Comfortably ahead, Harvard at once skated with diminished intensity, allowing St. Lawrence (14-16-2, 8-11-1) to draw within two less than three minutes later at 6:27.
With a power play drawing to a close, Saints blueliner Mike Madill hemmed in the Crimson’s attempt to clear its defensive zone before dumping the puck along the lefthand boards. Pivot Max Taylor worked the puck to Mike Zbringer in front, where the latter tucked a cross-crease shot just inside the left post to scuttle Dov Grumet-Morris’ hopes for a school-record 10th career shutout.
Shaken from its minutes-long slumber, Harvard answered in characteristic fashion—sophomore Kevin Du tipped home assistant captain Ryan Lannon’s effort from the point—just moments later, dashing the Saints’ comeback aspirations at 11:58.
“Whew,” Marsh said. “That was a killer.”
HARVARD 5, CLARKSON 0
It took the Crimson two full periods to squeeze off 10 shots against No. 2 Boston College in the consolation final of the Beanpot. On Friday against Clarkson, Harvard notched that many in the two-minute span of its first power play.
The opportunities came early and often for the trigger-happy Crimson as Harvard routed the Golden Knights (11-18-2, 7-11-1) on the strength of its special teams and yet another flawless game in net from Grumet-Morris, who notched his fourth shutout of the season and ninth of his career, tying the school record.
“Our penalty kill was fantastic tonight,” Grumet-Morris said. “We just executed our system and backchecked a lot better [than against the Eagles].”
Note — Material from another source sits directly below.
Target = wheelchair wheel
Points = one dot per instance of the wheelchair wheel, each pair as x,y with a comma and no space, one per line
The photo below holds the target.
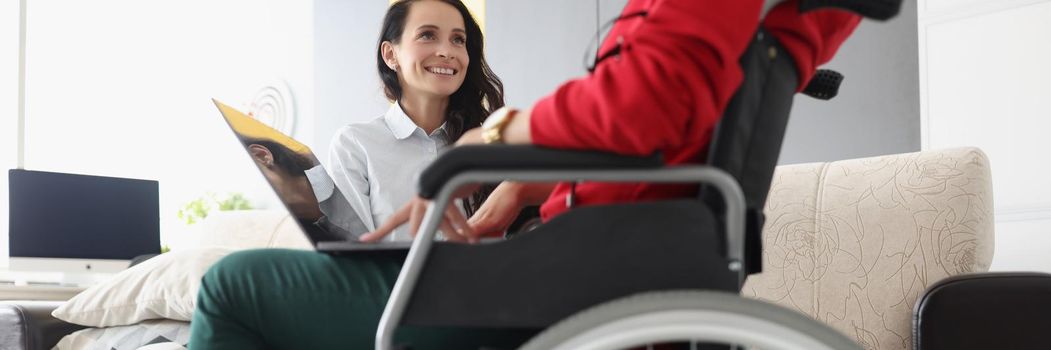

With 2:15 remaining in the first period and 1:14 left on Dylan Reese’s obstruction-interference minor, Du deftly stripped Clarkson’s Grant Clitsome as he attempted to carry the puck out of the Golden Knights’ zone, allowing the sophomore center to skate in all alone on goaltender Dustin Traylen. Deking twice, Du brought the puck over to Traylen’s stick side before backhanding it just inside the left post for the game-winner, Harvard’s second shorthanded tally of the season.
But it was captain Noah Welch, who, as against Boston College, prodded the Crimson to continue tossing the puck on net, this time with much greater success. Welch fired seven shots on goal, three of which resulted in Crimson scores.
Credited with the primary assist on Harvard’s second goal—a rebound potted by Maki at 10:19 in the second—Welch sniped a power-play tally of his own from the blue line just under seven minutes later, courtesy of freshman Jon Pelle.
“It was just good puck movement,” Welch said. “And again, we just got the puck to the net.”
Welch returned the favor on the Crimson’s final score of the night, when his between-the-legs shot from just beyond the crease kicked to Pelle, who somehow managed to bury the rebound with a no-angle top-shelf effort.
For his part, Grumet-Morris, who leads the nation in save percentage with his .947 mark and is second in goals-against average with 1.62, turned aside all 28 shots he faced, only six of which were attempted from the ice immediately beyond the crease.
“It really does have to do with that—that we’re so much older and dress six drafted defensemen each night,” he said.
Harvard hosts its travel partner, Brown, this evening at 7 p.m. at the Bright Hockey Center.